The conclusions and reflections chapter is divided into four parts. The first part discusses the new knowledge and understanding that my research brings about the ongoing situation in Mexico and Central America, and about the links between organised crime and migration more broadly. The second part reflects on the usefulness of the morphogenetic approach as an analytic tool, as well as its potential use in the future development of theory and multidisciplinary approaches to migration research. The third part pulls the threads of debate together, evaluating the contribution that this book makes to broader academic scholarship and understanding. Finally, it offers some reflections on the findings’ importance and relevance for the evolving situation and ongoing challenges in the region and for other global contexts.

Notes

  1. 1.  Acts of extreme violence (such as decapitation, massacres and the public display of corpses) are typically used to demonstrate power and authority, or to act as threats and deterrents to third parties, such as rival organisations and political authorities. This type of contingent or symbolic violence is distinct from transactional violence that is used in the carrying out of their economic activities.

  2. 2.  Throughout, this study refers to the situation in El Salvador prior to 2022. It has changed dramatically since that time.

  3. 3.  I use the term ‘migrant shelters’ (Spanish term albergue), even though by the mid-2010s, many of these hosted almost exclusively people who were applying for asylum or a humanitarian visa in Mexico and referred to themselves as ‘refugee camps’ due to their changed role.

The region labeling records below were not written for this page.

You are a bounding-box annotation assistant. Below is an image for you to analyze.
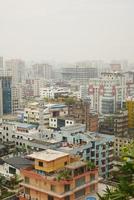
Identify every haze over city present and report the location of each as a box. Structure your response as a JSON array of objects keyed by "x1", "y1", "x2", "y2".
[{"x1": 0, "y1": 0, "x2": 134, "y2": 62}]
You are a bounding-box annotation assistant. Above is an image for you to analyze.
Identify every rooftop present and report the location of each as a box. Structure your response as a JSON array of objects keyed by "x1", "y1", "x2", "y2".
[
  {"x1": 28, "y1": 149, "x2": 69, "y2": 162},
  {"x1": 66, "y1": 161, "x2": 86, "y2": 169},
  {"x1": 5, "y1": 157, "x2": 33, "y2": 169}
]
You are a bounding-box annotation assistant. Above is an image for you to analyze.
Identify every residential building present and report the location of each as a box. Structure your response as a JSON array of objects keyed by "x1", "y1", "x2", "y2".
[
  {"x1": 0, "y1": 76, "x2": 12, "y2": 116},
  {"x1": 5, "y1": 59, "x2": 25, "y2": 86},
  {"x1": 68, "y1": 99, "x2": 98, "y2": 131},
  {"x1": 49, "y1": 117, "x2": 75, "y2": 129},
  {"x1": 53, "y1": 124, "x2": 115, "y2": 177},
  {"x1": 32, "y1": 63, "x2": 52, "y2": 80},
  {"x1": 89, "y1": 72, "x2": 128, "y2": 114},
  {"x1": 62, "y1": 64, "x2": 98, "y2": 83},
  {"x1": 20, "y1": 149, "x2": 98, "y2": 200},
  {"x1": 0, "y1": 56, "x2": 4, "y2": 72},
  {"x1": 0, "y1": 121, "x2": 61, "y2": 152},
  {"x1": 99, "y1": 110, "x2": 128, "y2": 137},
  {"x1": 40, "y1": 86, "x2": 70, "y2": 99},
  {"x1": 126, "y1": 97, "x2": 134, "y2": 129},
  {"x1": 0, "y1": 157, "x2": 33, "y2": 180},
  {"x1": 24, "y1": 104, "x2": 68, "y2": 127},
  {"x1": 114, "y1": 136, "x2": 134, "y2": 158}
]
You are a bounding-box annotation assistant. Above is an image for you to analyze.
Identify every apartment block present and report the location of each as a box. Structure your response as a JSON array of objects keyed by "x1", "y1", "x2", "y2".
[
  {"x1": 126, "y1": 97, "x2": 134, "y2": 129},
  {"x1": 20, "y1": 149, "x2": 98, "y2": 200}
]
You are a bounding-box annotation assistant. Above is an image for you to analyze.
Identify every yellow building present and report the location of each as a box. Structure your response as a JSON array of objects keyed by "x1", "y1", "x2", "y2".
[
  {"x1": 19, "y1": 149, "x2": 98, "y2": 200},
  {"x1": 126, "y1": 98, "x2": 134, "y2": 128}
]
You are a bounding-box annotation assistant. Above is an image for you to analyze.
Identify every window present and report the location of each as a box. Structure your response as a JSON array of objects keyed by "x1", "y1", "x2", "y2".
[
  {"x1": 64, "y1": 162, "x2": 67, "y2": 165},
  {"x1": 39, "y1": 161, "x2": 43, "y2": 167},
  {"x1": 90, "y1": 185, "x2": 95, "y2": 192},
  {"x1": 9, "y1": 167, "x2": 16, "y2": 174},
  {"x1": 75, "y1": 177, "x2": 85, "y2": 187},
  {"x1": 51, "y1": 185, "x2": 55, "y2": 192},
  {"x1": 90, "y1": 174, "x2": 95, "y2": 181},
  {"x1": 75, "y1": 189, "x2": 85, "y2": 199},
  {"x1": 65, "y1": 196, "x2": 70, "y2": 200},
  {"x1": 48, "y1": 195, "x2": 54, "y2": 200},
  {"x1": 24, "y1": 176, "x2": 30, "y2": 183},
  {"x1": 64, "y1": 184, "x2": 70, "y2": 192},
  {"x1": 25, "y1": 188, "x2": 30, "y2": 195}
]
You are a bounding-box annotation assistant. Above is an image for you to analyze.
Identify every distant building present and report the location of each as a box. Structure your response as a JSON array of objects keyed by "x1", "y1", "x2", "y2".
[
  {"x1": 126, "y1": 97, "x2": 134, "y2": 129},
  {"x1": 5, "y1": 59, "x2": 25, "y2": 86},
  {"x1": 20, "y1": 149, "x2": 98, "y2": 200},
  {"x1": 40, "y1": 87, "x2": 70, "y2": 99},
  {"x1": 69, "y1": 100, "x2": 98, "y2": 131},
  {"x1": 88, "y1": 72, "x2": 127, "y2": 114},
  {"x1": 114, "y1": 136, "x2": 134, "y2": 157},
  {"x1": 54, "y1": 124, "x2": 115, "y2": 177},
  {"x1": 0, "y1": 57, "x2": 4, "y2": 71},
  {"x1": 32, "y1": 63, "x2": 52, "y2": 80},
  {"x1": 0, "y1": 76, "x2": 12, "y2": 116},
  {"x1": 99, "y1": 110, "x2": 128, "y2": 137},
  {"x1": 62, "y1": 65, "x2": 98, "y2": 83}
]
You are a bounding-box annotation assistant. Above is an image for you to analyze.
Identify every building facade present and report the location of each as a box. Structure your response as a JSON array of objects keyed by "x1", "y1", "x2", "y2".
[
  {"x1": 20, "y1": 149, "x2": 98, "y2": 200},
  {"x1": 0, "y1": 76, "x2": 12, "y2": 116}
]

These shelters run along the key migratory routes through Mexico, and were originally places where migrants could receive free accommodation, food and medical care for a few hours or days, access advice and report human rights abuses. They were established by civil society and religious groups, and tend to operate as a loose chain, sharing information between them, collaborating on recording and reporting human rights abuses, and submitting joint complaints of abuse to the authorities.

  4. 4.  Ley sobre Refugiados, Protección Complementaria y Asilo Político (Law on Refugees, Complementary Protection and Political Asylum), 2011.

  5. 5.  See Van Hear (2004) for how access to resources shapes mobility and defines the options for migration, with a “hierarchy of destinations that can be reached by migrants and asylum seekers, according to the resources – financial and network-based – that they can call upon” (Van Hear 2004:3). Dependent on access to such resources and social capital, decision-making may also be different, with people choosing, for instance, to take anticipatory flight at a lower level of risk, or choosing to remove those who are more vulnerable to risk in a more planned manner, whereas “[o]thers have to settle for less attractive and less secure forms of migration and destinations, notably internal displacement” (Van Hear 2004: 28).